Sim, e não – como se fosse fácil de alegar. Mas é entre as estatísticas da indústria automobilística, claramente predatória desde a propaganda que fomenta seu lucro, a poluição resultante de suas máquinas, e construir um mural de depoimentos lúcidos e presentes em função do que pensam ciclistas e taxistas, por exemplo, entre tais paralelos, se constrói na tela algo maior: A opinião do espectador, seja ele amante do dirigir, do pedalar ou do caminhar, diário. Somos todos um, não apenas se o cenário é uma grande cidade e o problema envolve a todos nós; fugir da palavra não afasta a tribuna, como já diria o cronista do periódico de jornal. E enquanto esses jornais notificam a morte de pessoas que tentaram fazer a diferença, tornando real o conceito de sustentabilidade e respirando dióxido de carbono enquanto isso, o documentário ativista e parcial de Fredrik Gertten evita apologias no traço de políticas e fatos pertinentes, no mínimo alarmantes e convidativas a participação social, ao contexto cultural que vivemos. Não eu, ou só você: Todos.
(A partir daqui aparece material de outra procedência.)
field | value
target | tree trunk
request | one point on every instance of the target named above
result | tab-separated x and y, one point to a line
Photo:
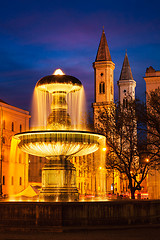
132	193
132	189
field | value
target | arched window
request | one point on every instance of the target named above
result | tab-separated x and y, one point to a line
125	103
3	180
4	124
20	181
102	88
40	172
12	126
12	180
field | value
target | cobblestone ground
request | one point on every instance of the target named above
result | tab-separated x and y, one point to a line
147	233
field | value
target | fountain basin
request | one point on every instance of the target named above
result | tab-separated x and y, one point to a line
59	143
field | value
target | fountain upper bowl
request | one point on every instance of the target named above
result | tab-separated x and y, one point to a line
59	83
51	143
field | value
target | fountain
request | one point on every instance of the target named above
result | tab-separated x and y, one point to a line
59	142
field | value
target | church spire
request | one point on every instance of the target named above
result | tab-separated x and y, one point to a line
126	73
103	53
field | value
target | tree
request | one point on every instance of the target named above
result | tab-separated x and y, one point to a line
125	154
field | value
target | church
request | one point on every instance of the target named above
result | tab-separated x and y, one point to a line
92	178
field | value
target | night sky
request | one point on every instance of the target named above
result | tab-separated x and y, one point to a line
36	37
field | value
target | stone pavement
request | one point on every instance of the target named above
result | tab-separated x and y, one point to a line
134	233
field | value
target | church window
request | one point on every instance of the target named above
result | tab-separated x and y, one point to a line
12	126
12	181
3	180
3	140
125	103
102	88
111	89
20	181
3	124
40	172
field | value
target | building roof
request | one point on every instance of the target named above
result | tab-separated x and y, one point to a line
3	101
126	73
103	53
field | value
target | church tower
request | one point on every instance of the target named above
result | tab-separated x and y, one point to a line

Bike vs. Carros resgata e conduz ao real o drama do clássico espanhol A Morte de um Ciclista, sendo o retrato fiel e livre de quem vive a causa, dos pés a cabeça, na ótica por inteiro de um quadro atual. A pergunta, a direção lógica que o título não desvia de nossa atenção mas tampouco aponta, talvez não seja nem precise ser “De que lado você está?”, mas “Porque você não está no lado que gostaria de estar?” Comodismo? É a história do barato que sai caro? É certo medir a qualidade de vida de acordo com o tamanho de gordura alojada na bunda do indivíduo? Uma abundância de questões que a militância, de acordo com a visão de motoristas estressadinhos por ai, sem dúvida traz à tona, como se fossem dilemas e não problemas inevitáveis, dramáticos a vida em sociedade. Não é preciso haver drama, afinal, se houver uma boa vontade e inclusão generalizadas, já que tudo envolve a inclusão. E dinheiro, pois encontrar alguém que não sabe disso é procurar jegue em ciclovia, símbolo talvez da maior polêmica da gestão do atual prefeito de São Paulo.
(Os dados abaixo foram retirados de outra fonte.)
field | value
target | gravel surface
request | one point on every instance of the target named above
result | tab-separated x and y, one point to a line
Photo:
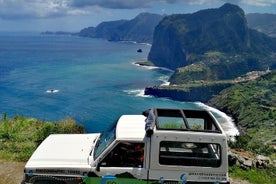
12	173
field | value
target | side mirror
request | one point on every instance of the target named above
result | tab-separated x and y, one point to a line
98	167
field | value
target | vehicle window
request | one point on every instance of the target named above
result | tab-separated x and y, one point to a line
171	123
104	141
125	154
190	154
196	123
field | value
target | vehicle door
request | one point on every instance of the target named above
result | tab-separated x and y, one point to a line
125	160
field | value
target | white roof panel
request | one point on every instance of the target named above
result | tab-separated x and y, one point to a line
131	127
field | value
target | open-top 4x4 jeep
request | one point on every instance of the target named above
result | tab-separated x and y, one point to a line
160	146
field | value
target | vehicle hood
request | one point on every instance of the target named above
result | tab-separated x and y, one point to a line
64	150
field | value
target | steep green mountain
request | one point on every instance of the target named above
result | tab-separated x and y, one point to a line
265	23
253	104
139	29
184	39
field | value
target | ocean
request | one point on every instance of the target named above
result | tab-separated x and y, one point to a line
93	81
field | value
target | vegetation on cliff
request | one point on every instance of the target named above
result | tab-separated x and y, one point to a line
253	104
139	29
216	38
265	23
20	136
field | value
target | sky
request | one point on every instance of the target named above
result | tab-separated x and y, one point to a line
74	15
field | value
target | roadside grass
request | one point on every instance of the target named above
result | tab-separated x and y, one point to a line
20	136
254	176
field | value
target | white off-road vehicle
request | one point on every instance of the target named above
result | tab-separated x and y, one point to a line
160	146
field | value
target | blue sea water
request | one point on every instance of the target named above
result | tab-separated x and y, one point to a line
95	81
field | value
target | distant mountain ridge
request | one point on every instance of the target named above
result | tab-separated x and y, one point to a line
265	23
179	39
139	29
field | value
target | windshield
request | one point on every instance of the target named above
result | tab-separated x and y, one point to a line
104	141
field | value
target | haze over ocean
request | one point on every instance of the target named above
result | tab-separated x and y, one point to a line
95	81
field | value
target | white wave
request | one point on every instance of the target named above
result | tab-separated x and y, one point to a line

Na maior megalópole latina, o discurso acaba por ser mais do mesmo se comparado com o de um morador de um bairro em L.A.: “Gostaria de ser mais representado pelos milagres da engenharia como são as rodovias para carros”, desabafa quem enxerga a mobilidade com outros olhos, um modo de vida captado de perto por Gertten, assumindo a alma do gênero ao transmitir, na lente acoplada a bike, a coragem de cruzar um trânsito disputado metro por metro, entre carros e caminhões nervosos. É na transgressão de pontos de vista que se faz (e enriquece) o panorama em prol de uma diversidade de opiniões, muito bem dispostas na projeção, para fazer pensar a questão arbitrária dos lados. Com tanta gente morrendo para exercer a cidadania, é justo ficar neutro e fingir não ser com você? Blowing in the Wind, canção de Bob Dylan, parecer surgir do nada. Mas nada vem do nada, e o futuro vem chegando, a galope e a partir do conflito de quem passa na avenida – e samba, sem medo de ser feliz.